Deze vorm van cumulatie komt niet vaak voor in vrijhandelsovereenkomsten en als wel, zoals aangegeven hierboven, dan heeft zij over het algemeen een beperkte toepassing. De vrijhandelsovereenkomsten die het VK tot dusver heeft afgesloten, lijken echter een brede toepassing te bieden voor iets soortgelijks als uitgebreide cumulatie.

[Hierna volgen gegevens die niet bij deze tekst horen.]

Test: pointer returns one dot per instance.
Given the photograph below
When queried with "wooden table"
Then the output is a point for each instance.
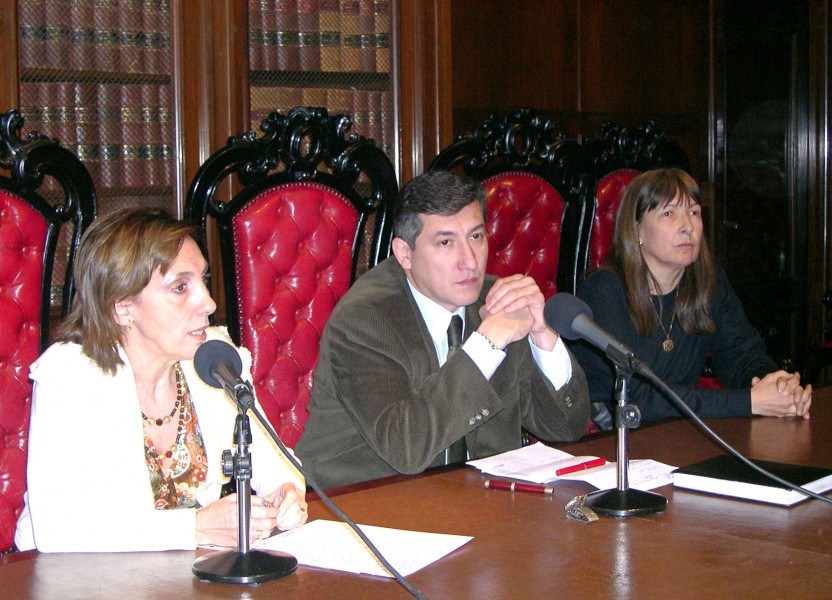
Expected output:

Uitgebreide cumulatie kan inhouden dat het VK en derde land X afspreken dat zij materialen en producten met EU-oorsprong ook kunnen beschouwen als afkomstig uit het VK of X bij de productie van goederen in het VK of X. Dit zal dus van invloed zijn op de beoordeling of de geproduceerde goederen voldoen aan de oorsprongsregels van de vrijhandelsovereenkomst tussen het VK en X.

Bovenstaand voorbeeld is in feite een uitgebreide vorm van bilaterale cumulatie. Hetzelfde kan gelden voor volledige cumulatie. Met andere woorden, de VK en X kunnen afspreken dat zij be-of verwerking die in de EU plaatsvindt, kunnen beschouwen alsof deze plaatsvindt in het VK of X voor het bepalen van de oorsprong onder de vrijhandelsovereenkomst tussen het VK en X.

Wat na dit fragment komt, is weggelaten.